Then Healey appeared on Keller at Large, waved off criticism, and insisted she’s “all for getting the bad guys.”
She’s also running for re-election.

Critics aren’t buying it

Pressed on the migrant scandal, Healey pointed elsewhere. She blamed the Trump administration, took shots at former Governor Charlie Baker, and framed the issue as a matter of compassion — not competence.
“I’m all for getting the bad guys,” Healey told WBZ.
But according to her critics, she’s been housing them.

The challengers circle

Republican hopefuls Brian Shortsleeve and Mike Kennealy have made the migrant crisis a campaign centerpiece.
Shortsleeve accused Healey of allowing “countless preventable violent crimes” through weak enforcement and zero cooperation with federal immigration authorities.
Kennealy, a former Baker cabinet member, warned that Massachusetts is veering toward “California-style chaos,” and has called for an end to policies that shield criminal illegal immigrants from deportation.
Healey, for her part, has brushed off both men as alarmists — doubling down on her claim that Massachusetts is safe, stable, and well-managed.
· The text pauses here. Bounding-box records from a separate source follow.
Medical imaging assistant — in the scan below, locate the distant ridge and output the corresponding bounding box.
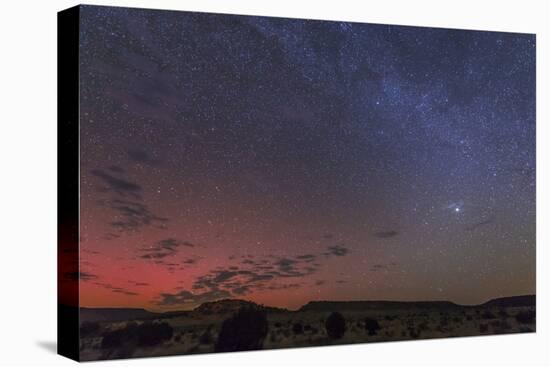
[298,295,536,311]
[80,295,536,323]
[483,294,537,307]
[192,299,287,315]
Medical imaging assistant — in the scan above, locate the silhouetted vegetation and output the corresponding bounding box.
[214,308,268,352]
[137,322,174,347]
[101,322,173,349]
[325,312,346,339]
[292,322,304,335]
[481,310,497,320]
[80,321,99,338]
[516,310,536,324]
[365,317,380,335]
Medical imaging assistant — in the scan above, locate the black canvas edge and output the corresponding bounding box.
[57,6,80,361]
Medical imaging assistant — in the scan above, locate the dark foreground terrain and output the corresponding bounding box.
[76,296,536,360]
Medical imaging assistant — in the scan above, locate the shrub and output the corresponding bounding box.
[365,317,380,335]
[498,308,510,319]
[292,322,304,335]
[409,327,420,339]
[325,312,346,339]
[101,322,173,349]
[101,322,138,349]
[481,310,497,320]
[199,329,212,345]
[516,310,536,324]
[137,322,174,347]
[80,321,99,338]
[214,307,268,352]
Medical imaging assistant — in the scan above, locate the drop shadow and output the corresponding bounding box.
[36,340,57,354]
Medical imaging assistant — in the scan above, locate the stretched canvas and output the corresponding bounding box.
[58,5,535,361]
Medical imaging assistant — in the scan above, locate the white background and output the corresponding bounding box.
[0,0,550,367]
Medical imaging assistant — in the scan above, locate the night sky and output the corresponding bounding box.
[75,6,535,310]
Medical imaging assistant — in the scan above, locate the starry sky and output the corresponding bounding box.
[75,6,535,310]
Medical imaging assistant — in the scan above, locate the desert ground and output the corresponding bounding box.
[76,296,536,361]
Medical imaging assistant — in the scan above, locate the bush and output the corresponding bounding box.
[325,312,346,339]
[481,310,497,320]
[137,322,174,347]
[214,307,268,352]
[80,321,99,338]
[199,329,212,345]
[292,322,304,335]
[365,317,380,335]
[101,322,138,349]
[516,310,536,324]
[101,322,173,349]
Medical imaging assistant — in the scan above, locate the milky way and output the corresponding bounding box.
[75,6,535,309]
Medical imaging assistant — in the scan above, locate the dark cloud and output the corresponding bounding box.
[157,289,231,306]
[139,238,198,264]
[65,271,97,282]
[369,262,397,272]
[98,199,168,233]
[128,280,150,287]
[296,254,317,262]
[325,245,350,256]
[91,169,142,198]
[94,282,139,296]
[373,230,399,238]
[107,166,124,173]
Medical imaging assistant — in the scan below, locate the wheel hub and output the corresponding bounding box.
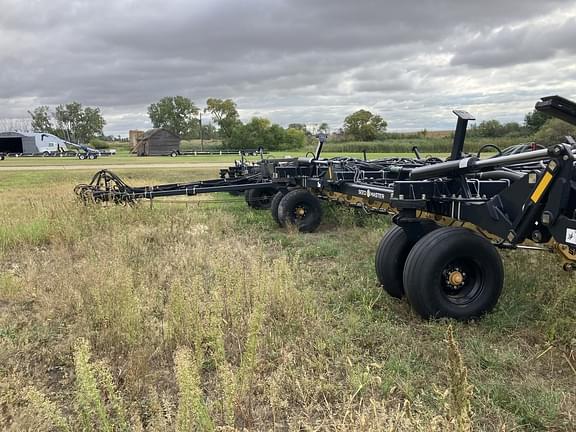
[448,270,464,286]
[444,267,466,291]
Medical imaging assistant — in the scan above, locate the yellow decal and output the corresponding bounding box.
[530,171,552,203]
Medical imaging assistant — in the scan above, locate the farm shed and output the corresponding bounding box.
[0,132,67,154]
[135,128,180,156]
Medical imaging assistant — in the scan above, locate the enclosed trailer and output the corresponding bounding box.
[135,128,180,156]
[0,132,68,155]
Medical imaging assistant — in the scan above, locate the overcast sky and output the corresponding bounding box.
[0,0,576,135]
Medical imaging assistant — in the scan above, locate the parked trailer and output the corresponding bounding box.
[78,96,576,320]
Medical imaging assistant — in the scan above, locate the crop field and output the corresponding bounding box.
[0,160,576,431]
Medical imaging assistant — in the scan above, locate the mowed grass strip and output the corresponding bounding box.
[0,170,576,431]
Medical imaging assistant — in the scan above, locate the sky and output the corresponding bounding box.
[0,0,576,136]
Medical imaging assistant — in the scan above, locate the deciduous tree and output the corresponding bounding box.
[204,98,241,139]
[344,110,388,141]
[148,96,200,138]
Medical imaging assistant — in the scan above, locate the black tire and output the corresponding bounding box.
[403,228,504,320]
[375,225,414,298]
[244,188,276,210]
[270,190,288,226]
[278,189,322,232]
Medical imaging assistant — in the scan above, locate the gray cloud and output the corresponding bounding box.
[0,0,576,134]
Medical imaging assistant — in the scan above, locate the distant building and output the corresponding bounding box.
[0,132,68,154]
[135,128,180,156]
[128,130,144,152]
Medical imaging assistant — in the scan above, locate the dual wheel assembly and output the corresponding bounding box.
[376,226,504,321]
[244,188,322,232]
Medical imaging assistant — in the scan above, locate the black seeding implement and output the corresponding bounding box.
[76,96,576,320]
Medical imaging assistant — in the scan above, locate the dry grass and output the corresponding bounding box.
[0,173,576,431]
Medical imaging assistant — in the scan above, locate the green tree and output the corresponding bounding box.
[28,105,54,133]
[148,96,200,138]
[288,123,306,132]
[204,98,241,139]
[344,110,388,141]
[534,118,576,146]
[524,110,552,134]
[476,120,504,138]
[227,117,306,150]
[54,102,106,143]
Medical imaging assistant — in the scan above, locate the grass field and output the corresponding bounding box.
[0,156,576,431]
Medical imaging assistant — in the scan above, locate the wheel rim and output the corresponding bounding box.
[292,203,310,221]
[440,258,486,306]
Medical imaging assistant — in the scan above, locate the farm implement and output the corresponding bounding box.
[76,96,576,320]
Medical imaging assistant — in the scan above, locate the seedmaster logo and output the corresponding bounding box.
[358,189,386,200]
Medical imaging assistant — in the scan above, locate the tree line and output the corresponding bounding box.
[28,96,576,150]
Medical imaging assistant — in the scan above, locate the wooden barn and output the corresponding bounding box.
[135,128,180,156]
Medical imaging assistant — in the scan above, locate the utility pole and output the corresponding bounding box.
[200,111,204,151]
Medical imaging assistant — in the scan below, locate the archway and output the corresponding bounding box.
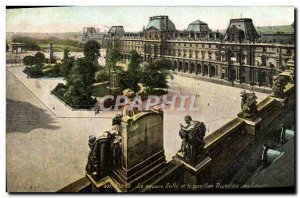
[184,62,189,72]
[210,66,216,76]
[203,65,208,76]
[190,63,195,74]
[196,64,201,74]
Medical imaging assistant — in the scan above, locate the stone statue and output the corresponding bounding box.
[179,115,206,164]
[238,90,257,120]
[86,114,122,180]
[272,76,286,98]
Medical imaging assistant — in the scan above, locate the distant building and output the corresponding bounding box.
[102,16,294,86]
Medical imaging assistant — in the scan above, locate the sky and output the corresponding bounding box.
[6,6,294,33]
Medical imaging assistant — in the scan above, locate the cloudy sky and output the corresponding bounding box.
[6,6,294,33]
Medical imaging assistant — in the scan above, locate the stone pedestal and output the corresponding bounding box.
[112,111,166,192]
[241,118,262,135]
[274,97,288,108]
[173,154,212,186]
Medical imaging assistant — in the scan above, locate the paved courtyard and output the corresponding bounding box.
[6,67,266,191]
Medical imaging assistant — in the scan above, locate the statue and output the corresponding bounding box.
[179,115,206,164]
[272,76,286,98]
[238,90,257,120]
[136,83,147,96]
[86,131,113,179]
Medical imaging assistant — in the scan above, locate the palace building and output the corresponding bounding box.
[89,16,295,87]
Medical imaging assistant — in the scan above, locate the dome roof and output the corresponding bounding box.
[187,20,209,32]
[190,20,207,25]
[146,16,176,31]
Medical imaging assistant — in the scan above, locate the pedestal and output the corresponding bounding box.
[173,154,212,185]
[274,97,288,108]
[112,111,166,192]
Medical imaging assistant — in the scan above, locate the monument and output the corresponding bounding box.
[272,76,286,98]
[238,90,257,121]
[86,110,166,192]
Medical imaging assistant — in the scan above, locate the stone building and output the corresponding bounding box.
[107,16,294,86]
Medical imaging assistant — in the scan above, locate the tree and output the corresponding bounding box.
[63,48,70,61]
[23,56,35,66]
[105,49,121,94]
[83,40,101,63]
[64,58,94,108]
[79,40,100,82]
[60,48,75,79]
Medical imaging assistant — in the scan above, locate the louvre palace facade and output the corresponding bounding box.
[95,16,295,87]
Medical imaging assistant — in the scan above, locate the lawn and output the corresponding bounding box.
[91,84,110,97]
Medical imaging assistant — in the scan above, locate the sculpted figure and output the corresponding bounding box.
[179,115,206,163]
[86,131,113,179]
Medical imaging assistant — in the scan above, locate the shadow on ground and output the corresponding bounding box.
[6,98,60,133]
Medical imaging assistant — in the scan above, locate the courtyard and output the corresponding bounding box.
[6,66,267,192]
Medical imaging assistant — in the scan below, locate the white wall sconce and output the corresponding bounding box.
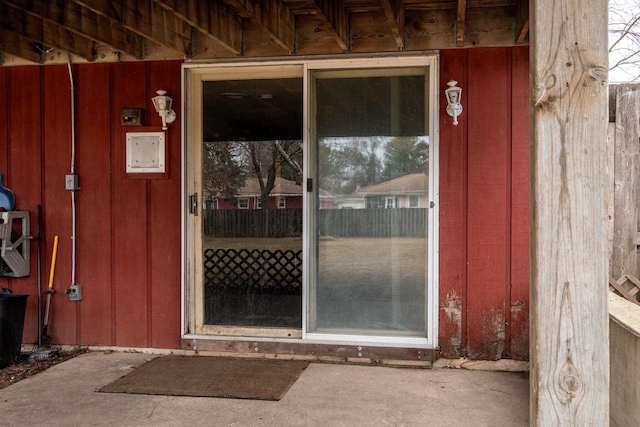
[151,89,176,130]
[444,80,462,126]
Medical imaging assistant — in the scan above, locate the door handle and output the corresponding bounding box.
[189,193,198,216]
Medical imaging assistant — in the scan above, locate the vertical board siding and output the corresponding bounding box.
[0,61,181,348]
[5,67,42,342]
[438,50,469,358]
[439,47,529,359]
[74,64,112,345]
[0,67,9,288]
[147,62,182,348]
[0,54,529,359]
[509,46,531,359]
[467,48,511,359]
[111,62,152,347]
[38,65,77,344]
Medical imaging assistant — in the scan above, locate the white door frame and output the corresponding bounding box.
[181,53,439,348]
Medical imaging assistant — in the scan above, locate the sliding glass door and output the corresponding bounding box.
[185,58,437,345]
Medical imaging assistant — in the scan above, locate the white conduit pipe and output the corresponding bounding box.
[67,54,76,285]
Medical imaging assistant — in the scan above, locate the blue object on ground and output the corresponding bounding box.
[0,174,16,211]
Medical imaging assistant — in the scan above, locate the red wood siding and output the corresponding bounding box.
[0,61,181,348]
[439,47,529,359]
[0,51,529,359]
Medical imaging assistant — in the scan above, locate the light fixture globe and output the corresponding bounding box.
[444,80,462,126]
[151,89,176,130]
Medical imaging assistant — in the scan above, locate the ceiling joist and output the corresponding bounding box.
[224,0,295,53]
[76,0,193,57]
[516,0,529,44]
[381,0,404,49]
[155,0,242,55]
[312,0,351,51]
[2,0,144,59]
[0,3,96,61]
[456,0,467,46]
[0,28,46,64]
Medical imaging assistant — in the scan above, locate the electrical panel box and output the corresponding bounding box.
[120,108,144,126]
[64,283,82,301]
[64,174,80,191]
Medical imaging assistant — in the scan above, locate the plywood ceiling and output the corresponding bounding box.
[0,0,529,65]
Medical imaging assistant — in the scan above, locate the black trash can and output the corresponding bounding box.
[0,293,29,368]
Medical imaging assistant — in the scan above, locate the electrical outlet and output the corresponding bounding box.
[64,283,82,301]
[64,174,80,191]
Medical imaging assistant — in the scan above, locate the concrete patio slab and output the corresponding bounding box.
[0,352,529,426]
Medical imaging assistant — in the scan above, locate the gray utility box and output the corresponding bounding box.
[0,211,31,277]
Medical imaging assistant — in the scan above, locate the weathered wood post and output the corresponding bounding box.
[530,0,609,426]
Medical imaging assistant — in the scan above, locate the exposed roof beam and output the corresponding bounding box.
[456,0,467,46]
[223,0,295,52]
[3,0,144,59]
[382,0,404,49]
[0,28,45,64]
[74,0,193,57]
[516,0,529,44]
[0,3,96,61]
[155,0,242,55]
[312,0,351,51]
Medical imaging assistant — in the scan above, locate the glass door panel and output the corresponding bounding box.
[308,67,430,337]
[200,77,303,336]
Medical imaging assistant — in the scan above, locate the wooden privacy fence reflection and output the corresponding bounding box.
[203,208,427,237]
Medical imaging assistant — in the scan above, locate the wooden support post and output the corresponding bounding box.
[530,0,609,426]
[610,84,640,279]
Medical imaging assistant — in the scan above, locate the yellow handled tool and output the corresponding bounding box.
[42,236,58,343]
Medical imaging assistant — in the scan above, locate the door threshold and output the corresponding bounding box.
[182,335,437,367]
[202,325,302,339]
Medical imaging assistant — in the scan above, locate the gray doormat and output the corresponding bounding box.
[97,356,309,400]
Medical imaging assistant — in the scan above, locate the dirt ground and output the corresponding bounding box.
[0,348,88,390]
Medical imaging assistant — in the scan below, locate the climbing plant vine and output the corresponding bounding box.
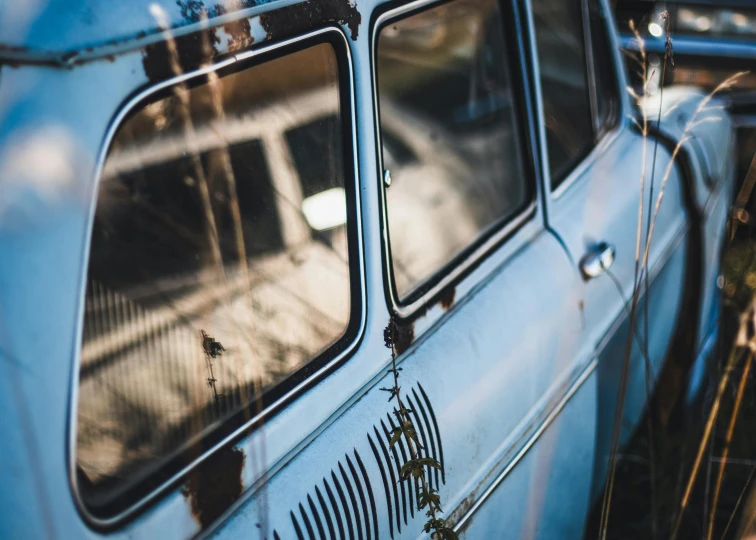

Healey: “We’re the safest state”

According to Healey, Massachusetts leads the nation in safety — citing low gun deaths and property crime.
But critics say that doesn’t reflect what’s happening on the ground. A teenage girl raped in a state-run shelter. Convicted sex offenders living alongside children. $2 billion gone with nothing to show for it.
Still, Healey says she’s “proud” of her record — and wants four more years.